Change event: Farm inheritance tax reform: APR and BPR caps from April 2026 Effective 6 April 2026

What is changing

Currently, qualifying agricultural property and business assets can receive 100% relief from inheritance tax, regardless of value. From 6 April 2026, 100% relief will be capped at a combined threshold of £2.5 million per person.

Above this threshold, relief reduces to 50%. This means an effective inheritance tax rate of 20% on the excess value (half the standard 40% rate).

The threshold covers both Agricultural Property Relief (APR) and Business Property Relief (BPR) combined. You cannot claim £2.5 million for APR and a further £2.5 million for BPR — the total across both reliefs is £2.5 million per person.

Changes take effect
6 April 2026
100% relief cap (individual)
£2.5 million (APR and BPR combined)
100% relief cap (couples)
£5 million (transferable between spouses)
Effective IHT rate above cap
20% (50% relief, so half the standard 40% rate)
AIM-listed shares (from April 2026)
50% BPR only (reduced from 100%)
Ownership requirement
2 years before death
Instalment option
10 annual interest-free instalments (for qualifying property)

Who is affected

The changes primarily affect:

  • Farm owners with combined APR/BPR qualifying assets above £2.5 million (or £5 million for couples)
  • Family businesses with significant business property qualifying for BPR
  • AIM investors — shares in AIM-listed companies will only receive 50% BPR relief from April 2026

Farms under the threshold continue to receive 100% relief and pay no inheritance tax on qualifying assets. However, land values can rise significantly, so even farms currently below the threshold should plan ahead.

Action required before April 2026

If your farm or family business assets may exceed £2.5 million, you should act now. Get a professional valuation from a RICS or CAAV agricultural valuer to understand your exposure. Review your will to ensure it takes full advantage of both nil-rate bands and the APR/BPR threshold — particularly for married couples, where correct drafting is essential to use the combined £5 million threshold.

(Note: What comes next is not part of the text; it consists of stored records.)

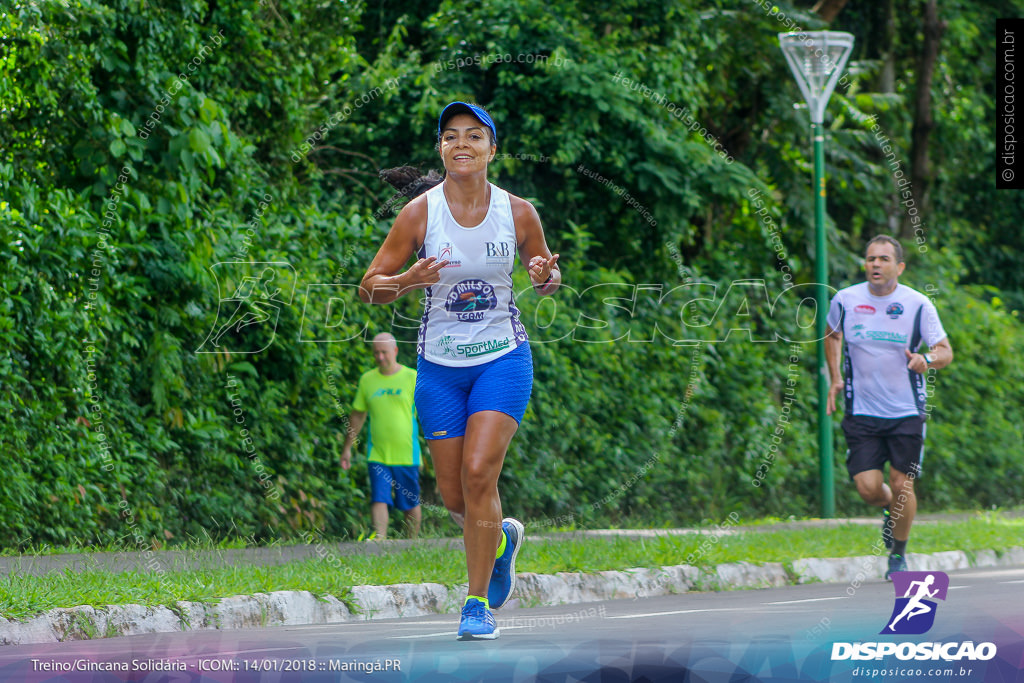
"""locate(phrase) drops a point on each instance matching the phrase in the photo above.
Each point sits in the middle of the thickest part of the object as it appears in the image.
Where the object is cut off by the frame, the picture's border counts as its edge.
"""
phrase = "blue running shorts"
(446, 396)
(402, 479)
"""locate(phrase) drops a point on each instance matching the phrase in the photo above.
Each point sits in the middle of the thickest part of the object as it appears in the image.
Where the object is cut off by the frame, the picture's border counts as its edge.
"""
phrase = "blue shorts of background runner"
(401, 481)
(446, 396)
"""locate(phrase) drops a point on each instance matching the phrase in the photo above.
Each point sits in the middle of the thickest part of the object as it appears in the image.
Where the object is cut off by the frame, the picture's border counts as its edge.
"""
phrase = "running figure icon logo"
(913, 612)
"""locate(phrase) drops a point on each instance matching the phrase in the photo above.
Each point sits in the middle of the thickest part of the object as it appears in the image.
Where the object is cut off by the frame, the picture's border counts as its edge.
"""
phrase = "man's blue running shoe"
(477, 622)
(503, 578)
(896, 563)
(887, 528)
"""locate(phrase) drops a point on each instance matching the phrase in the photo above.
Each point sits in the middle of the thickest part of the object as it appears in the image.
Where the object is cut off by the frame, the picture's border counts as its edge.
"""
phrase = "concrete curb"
(301, 607)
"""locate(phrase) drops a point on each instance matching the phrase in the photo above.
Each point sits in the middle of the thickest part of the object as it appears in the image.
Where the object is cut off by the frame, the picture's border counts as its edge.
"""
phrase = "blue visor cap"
(472, 110)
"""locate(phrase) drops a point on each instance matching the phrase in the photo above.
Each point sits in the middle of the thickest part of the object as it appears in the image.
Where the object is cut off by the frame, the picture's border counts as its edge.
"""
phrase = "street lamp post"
(816, 59)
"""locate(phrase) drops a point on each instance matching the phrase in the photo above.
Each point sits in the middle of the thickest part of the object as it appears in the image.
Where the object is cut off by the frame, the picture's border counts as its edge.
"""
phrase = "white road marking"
(681, 611)
(793, 602)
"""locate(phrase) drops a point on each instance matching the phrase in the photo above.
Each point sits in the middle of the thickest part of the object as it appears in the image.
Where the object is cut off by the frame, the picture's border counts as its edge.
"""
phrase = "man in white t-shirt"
(884, 325)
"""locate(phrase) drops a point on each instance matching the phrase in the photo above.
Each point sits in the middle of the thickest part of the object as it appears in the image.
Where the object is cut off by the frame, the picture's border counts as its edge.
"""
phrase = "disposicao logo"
(914, 610)
(913, 613)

Planning options to consider

Several planning strategies may reduce your exposure:

  • Lifetime gifts: Gifts of agricultural or business property become exempt after 7 years (potentially exempt transfers), but you lose your CGT base cost and gifts with reservation of benefit do not work
  • Partnership restructuring: Each partner in a farming partnership has their own £2.5 million threshold — restructuring ownership may help
  • Insurance: A life insurance policy written in trust can provide funds to pay any IHT liability without forcing a farm sale
  • Instalment payments: IHT on qualifying property can be paid in 10 annual interest-free instalments, which may be manageable from farm income

⚠️ Seek professional advice

This is a complex area with significant financial implications. We strongly recommend seeking advice from a solicitor or tax adviser experienced in agricultural estates before making any decisions. The earlier you plan, the more options are available to you.